Paylaş
İşimiz bu; gazeteciyiz.
Nabzı tutmak zorundayız.
Bize çok da soru soruluyor. “Kim olur, kim olmaz?” elbette en fazla sorulan şey...
Ben de hep Demirel’in o meşhur sözünü hatırlatıyorum.
“Türkiye’de siyaset için 24 saat bile çok uzundur...”
Gerçekten de yaşadığımız ve tanıklık ettiğimiz olaylar öylesine fazla ki...
Onlarca ismin konuşulduğu bir yerde, son dakikada hiç beklenmeyen, hiç düşünülmeyen bir ismin çıktığını çok gördük.
Bazen de ilk akla gelen isim olur çıkar...
O koşuşturmaca, o kulisler, o lobi çalışmaları geçer gider.
Emin olun yine böyle olacak.
Ya ilk akla gelen olacak ya da hiç beklenmeyen...
O yüzden ben hep şunu öneriyorum.
Yüksek Seçim Kurulu takvimini öne çekmeli...
En azından 6 ay önce adaylar netleşmeli.
Sonrasında da adayların söylediklerini, vaat ettiklerini konuşalım.
Biz şimdi tam tersini yapıyoruz.
Ne yapacaklarından ve nasıl yapacaklarından daha çok; kimlerin aday olacaklarını tartışıyoruz.
Bu böyle olmamalı...
Hem demokrasimizi güçlendirmemiz için, hem siyaseti yenileyebilmemiz ve daha kaliteli hale getirmemiz için adaylık süreçlerine yeni bir standart getirmeliyiz.
Aksi halde bu parti teşkilatlarına zarar verdiği gibi vatandaşın beklentilerini de karşılayamıyor.
Şimdi ne olacak...
Partiler birbirlerini izleyip takip edecek, kollayacak, Yüksek Seçim Kurulu’nun belirlediği takvime göre bir strateji izleyecekler.
Sonra da apar topar seçimlere gideceğiz.
Bazılarımız adayların hayallerini öğrenecek, bazılarımız ise bilmeden, duymadan, konuşmadan, tartışmadan sandığa gideceğiz.
Özetle...
Takvim en az 6 ay öncesine çekilmelidir.
Seçim barometresi
ÖYLEDİR; her gün bir başka isim öne çıkar.

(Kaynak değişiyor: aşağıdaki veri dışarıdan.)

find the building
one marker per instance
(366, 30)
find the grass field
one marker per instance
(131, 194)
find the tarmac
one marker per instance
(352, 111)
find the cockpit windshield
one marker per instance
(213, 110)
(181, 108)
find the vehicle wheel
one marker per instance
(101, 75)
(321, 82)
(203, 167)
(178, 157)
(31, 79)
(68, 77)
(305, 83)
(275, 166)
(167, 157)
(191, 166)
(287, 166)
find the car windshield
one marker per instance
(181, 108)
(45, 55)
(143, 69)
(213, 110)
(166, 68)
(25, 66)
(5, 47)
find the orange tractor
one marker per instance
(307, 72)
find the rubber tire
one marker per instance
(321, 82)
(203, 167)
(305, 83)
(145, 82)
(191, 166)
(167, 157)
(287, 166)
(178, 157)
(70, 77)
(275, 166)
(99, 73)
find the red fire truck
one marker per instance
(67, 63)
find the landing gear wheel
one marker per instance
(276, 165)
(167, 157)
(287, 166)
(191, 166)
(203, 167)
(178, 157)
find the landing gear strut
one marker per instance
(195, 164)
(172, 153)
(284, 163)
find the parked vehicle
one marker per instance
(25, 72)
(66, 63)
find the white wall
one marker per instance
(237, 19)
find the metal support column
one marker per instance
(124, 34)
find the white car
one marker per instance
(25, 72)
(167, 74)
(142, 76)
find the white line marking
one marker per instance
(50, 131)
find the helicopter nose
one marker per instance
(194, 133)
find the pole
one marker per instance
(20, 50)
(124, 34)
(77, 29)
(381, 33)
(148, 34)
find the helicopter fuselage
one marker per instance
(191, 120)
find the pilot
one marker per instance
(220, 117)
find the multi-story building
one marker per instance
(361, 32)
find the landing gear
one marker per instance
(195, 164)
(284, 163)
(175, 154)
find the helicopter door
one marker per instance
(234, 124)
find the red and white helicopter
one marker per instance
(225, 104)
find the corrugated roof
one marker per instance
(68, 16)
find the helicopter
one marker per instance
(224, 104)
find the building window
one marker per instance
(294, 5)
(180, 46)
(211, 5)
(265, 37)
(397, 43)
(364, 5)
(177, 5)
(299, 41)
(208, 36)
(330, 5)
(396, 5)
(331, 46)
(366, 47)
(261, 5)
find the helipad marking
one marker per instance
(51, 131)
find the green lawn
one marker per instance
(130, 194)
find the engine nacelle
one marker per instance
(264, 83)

Konuşulan isimleri tekrarlıyorum.
***
CHP’de...
Tunç Soyer, Abdül Batur, Murat Bakan, Tuncay Özkan, Kamil Okyay Sındır, Hüseyin Mutlu Akpınar, Mehmet Ali Susam, Hasan Karabağ, Mehmet Ali Çalkaya...
Ve Cevat Durak...
Ve Alaattin Yüksel...
Soyer, Batur, Yüksel epey konuşuluyor.
Susam’ı da unutmayın diye ekliyorlar.
***
AK Parti’de...
Mahmut Özgener, Nükhet Hotar, Necdet Budak, Selim Gökdemir, Aydın Şengül...
Ve Hamza Dağ ve Atilla Kaya...
Ama uzun bir süreden sonra ilk defa Özgener kadar, hatta Özgener’den çok Süleyman Soylu’nun ismi telaffuz edilmeye başlandı.
Nasıl Ronaldo olunur?
OKUMUŞTUM, belgeselini de izlemiştim.
Cristiano Ronaldo’nun sabah kalktıktan gece yatıncaya kadar olan her saniyesi programlı...
33 yaşında ve koordinatörünün emrinden asla çıkmıyor.
Sporu öyle, yemesi içmesi, sosyal hayatı, mesleki beslenmesi...
Böyle olunca da ne rekor kalıyor, ne de başarılmayacak bir hedef...
Bence herkese örnek olacak bir çalışma sistemi...
Hep söylüyorum.
İç disiplin o kadar önemli ki...
İster Ronaldo olun, ister bir başkası; yaptığınız işin hakkını vermelisiniz.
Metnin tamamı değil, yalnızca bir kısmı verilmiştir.